RELATED: Why am I Feeling so Tired? 7 Secret Causes of Fatigue
Ways To Combat The Fatigue
- Improve your sleep hygiene: If you still feel tired after the first stage. Daytime sleep might interrupt your night rhythm and make you stay up late. This may cause daytime sleepiness. Find your ideal regimen.
- Explore different dosing times: Antidepressants impact everyone differently. Take drowsy medications at night. If it keeps you up, take it in the morning. Always discuss this with your doctor.
- Take a cold shower: As awful as this seems, the advantages may surprise you. Cold showers boost energy and reduce depressive symptoms.
- Talk with a therapist: Antidepressants ease many symptoms but not all. Psychotherapy may be the best treatment for long-term fatigue. However, combining them may work better for some.
- Find an energizing activity: Energizing activities are also good. Listening to music, bird watching, walking, viewing funny videos, drawing, meditating, writing, or soaking up Vitamin D may stimulate you naturally.
- Try mood-boosting food: Dopamine-releasing foods are another approach. You can reduce sadness and tiredness with chocolate. Hot chocolate in winter, chocolate shake in summer.
- Consider the role of alcohol: Combining antidepressants and alcohol may aggravate sleepiness. To avoid drug interactions, tell your doctor about your alcohol and drug use.
- Explore other medications: Change your medications. You may not have discovered the proper therapy for your case. You may need to lower the dose to balance efficacy and adverse effects. Consult your doctor beforehand.
What Antidepressant Is Right For Me?
Unfortunately, this is unanswerable. As said, everything is case-by-case. Finding the correct mental health therapy might take time.
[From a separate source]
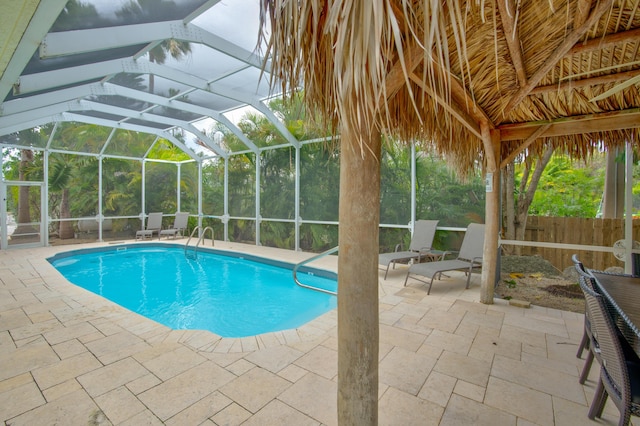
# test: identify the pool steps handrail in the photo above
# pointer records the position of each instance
(195, 248)
(311, 259)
Depending on how your brain reacts to antidepressants, they may cease functioning or become less effective. Long-term antidepressants may need trial and error.
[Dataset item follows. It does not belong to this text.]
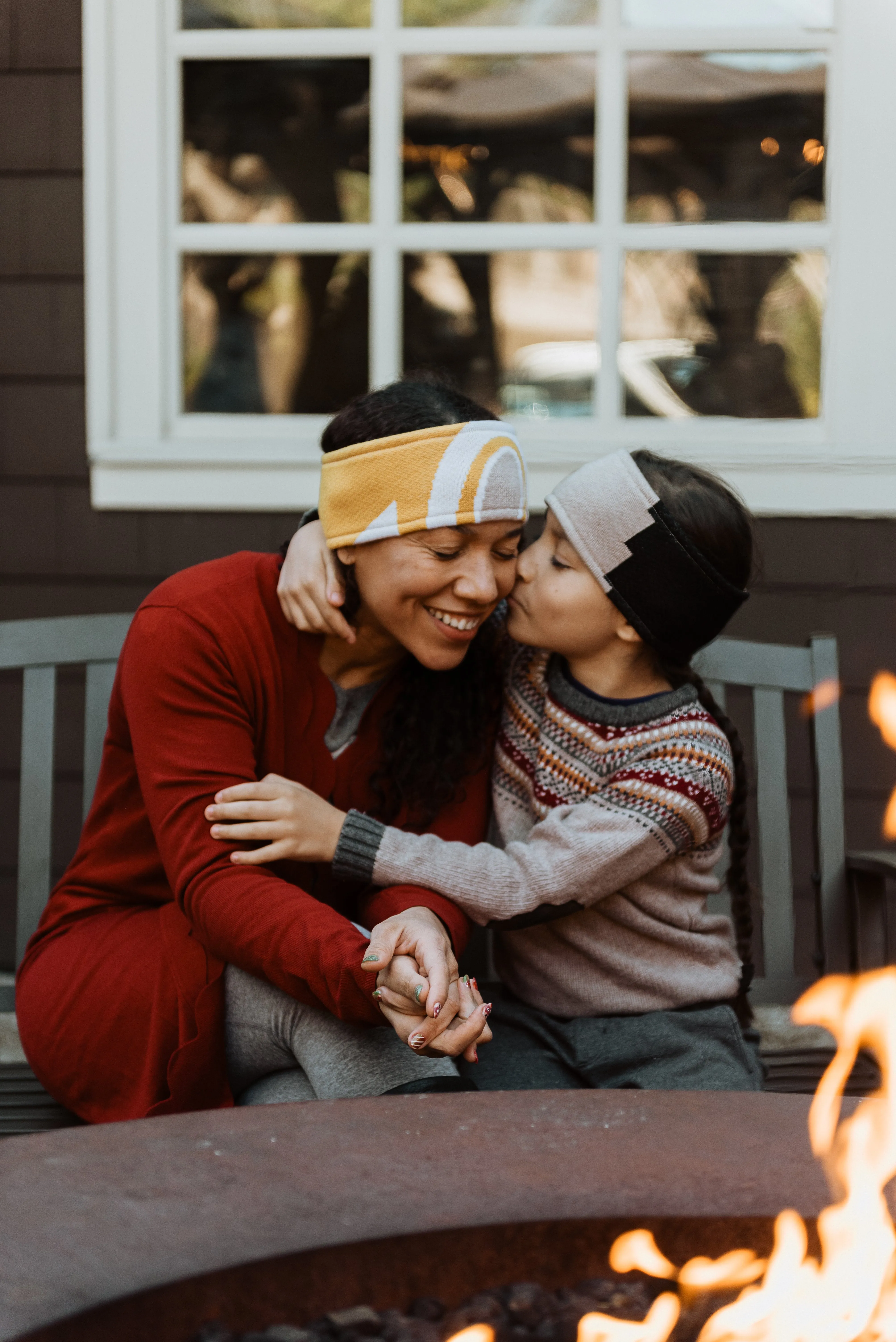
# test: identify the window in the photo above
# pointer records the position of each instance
(618, 222)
Consider these factors while deciding:
- Health conditions: Antidepressants may not function if you have other health issues. Consider any drug interactions.
- Particular symptoms: Prioritize conquering certain ailments. Prozac, Paxil, and Celexa are all SSRIs; however, not all are energizing or treat the same symptoms. Prozac energizes Paxil, and Celexa sedate.
- Side effects: Note your side symptoms, how intense they are, and what drug they're related to. Self-awareness of your therapy reaction may assist, but it's hard.
- Insurance coverage: Not all insurance policies cover antidepressants. Antidepressants are expensive. So, check out what brands and versions your insurance covers and whether they're as effective.
- Pregnancy or breastfeeding: During nursing and pregnancy, your antidepressant's safety matters. For moderate depression, experts recommend discontinuing antidepressants. Suicidal individuals should keep going. You must know the dangers to make the best decision for you and your kid.